Recruitment | English in Academia
Unique in this country, English in Academia is a hands-on English-language program for emerging scholars in the humanities and social sciences seeking to learn and practice top-level English in an international academic context.
ABOUT THE PROGRAM
The program will assist you in building and refining your scholarly persona in the global academic world. It will empower you to contribute considerably to the world with your ideas, research, and professional experience.
The purpose of the Foundation Workshops is to introduce participants to some of the key characteristics of the Anglo-American style of scholarly discourse. Through a combination of presentations by the instructor, group discussions, readings and individual tasks, participants will have an opportunity to rethink and reframe their own work within the context of an English-language academic setting, with all of the expectations this entails. The workshops are conducted in English.
Participants who want to benefit most by completing the entire Program will have the opportunity to choose three advanced workshops in the summer
semester from among a variety of specialized topics targeting the specific needs of emerging and experienced academics.
Description of English in Academia
The English in Academia program is a series of workshops aimed at Polish Doctoral students, post-Docs, professional academics and researchers who want to improve their skills in writing and speaking in the Anglo-American academic environment. Our focus is on understanding how native English speakers approach the writing and presentation of scholarly research, and how this differs from what we may be accustomed to. It is not a course in writing and speaking in English, but rather a chance to reimagine and re-present our work and ourselves within the context of a more Anglo-American oriented international community.
- Foundation I - The first Foundation session begins with a presentation of what sets the Anglo-American style of scholarship apart from other styles – how to adapt our ways of thinking, speaking, and writing, and how to use this set of discursive expectations to our best advantage.
- Foundation II - In this second session, we will expand upon our work done in the previous session, discussing how the structure of a whole work (paper, presentation or book) can be viewed as a set of strategies for presenting information and ideas in a way that builds on and develops a central argument.
- Foundation III - This workshop is intended as an introduction to the foundations of public speaking (in English): it mainly concentrates on the technical aspects of public speaking, with the emphasis on delivery and style. A shorter last part serves as an introduction to the wider and more complex issue of reconciling the various demands of good public speaking with academic content and integrity.
HOW TO APPLY
An electronic application (in English)
• a 100–200-word bio
• a 100–200-word statement of interest in taking the Program
• a 300-word description of your current (or planned) research
• please indicate your first and second choice of group
Send your application to: email@example.com by 4 October 2019. At the bottom of your application, please copy-paste
the authorization below to process your personal data:
“I hereby give consent for my personal data included in my application to be processed by the Pilecki Institute with its seat at Foksal Street 17, 00-372 Warsaw, for the purposes of recruitment under the Data Protection Act
of 29 August 1997 (Journal of Laws of 2016, item 922)”.

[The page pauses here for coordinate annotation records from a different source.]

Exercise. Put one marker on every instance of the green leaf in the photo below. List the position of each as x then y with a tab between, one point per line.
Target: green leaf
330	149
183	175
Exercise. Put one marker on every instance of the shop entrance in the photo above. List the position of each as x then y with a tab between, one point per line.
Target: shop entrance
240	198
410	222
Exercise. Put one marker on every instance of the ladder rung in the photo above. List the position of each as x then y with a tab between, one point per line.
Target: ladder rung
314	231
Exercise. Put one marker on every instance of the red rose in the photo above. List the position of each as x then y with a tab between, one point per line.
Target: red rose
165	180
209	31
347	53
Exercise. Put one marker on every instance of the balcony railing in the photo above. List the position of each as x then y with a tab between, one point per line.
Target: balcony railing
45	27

To ensure high-quality instruction and learning efficiency we can only accept a limited number of applications. For admitted applicants, the Program fees are covered by the Pilecki Institute (transport, accommodation, and meals NOT included).
John Cornell received his Ph.D. in history from the University of Michigan, Ann Arbor, where he held a Rackham Humanities Research Fellowship, and his
B.A. in musicology from the University of California, Berkeley. His research concerns the intersection of political and social history with musical practice,
with a focus on France and the United States.

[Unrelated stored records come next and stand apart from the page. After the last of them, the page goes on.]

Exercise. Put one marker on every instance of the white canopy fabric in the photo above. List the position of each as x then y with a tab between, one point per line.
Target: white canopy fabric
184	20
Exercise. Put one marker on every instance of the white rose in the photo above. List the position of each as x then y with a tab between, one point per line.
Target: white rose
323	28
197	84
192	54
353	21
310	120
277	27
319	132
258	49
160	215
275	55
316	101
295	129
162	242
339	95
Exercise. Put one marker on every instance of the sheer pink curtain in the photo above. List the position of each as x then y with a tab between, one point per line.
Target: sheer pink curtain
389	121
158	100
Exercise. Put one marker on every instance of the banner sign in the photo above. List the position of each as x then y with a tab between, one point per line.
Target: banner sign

Richard Washington is a graduate in History and Social Sciences of the Universities of Oxford and London as well as Natolin College of Europe (Einstein Promotion). He holds a diploma in acting from the London Academy of Music and Dramatic Art (1997) and enjoyed a nine year long career as a professional actor, taking part in numerous theatrical tours both in the UK and continental Europe. He has been working at Natolin College of Europe since 2011 and is currently Director for Strategy there. Richard has been leading workshops in the English in Academia program since 2017.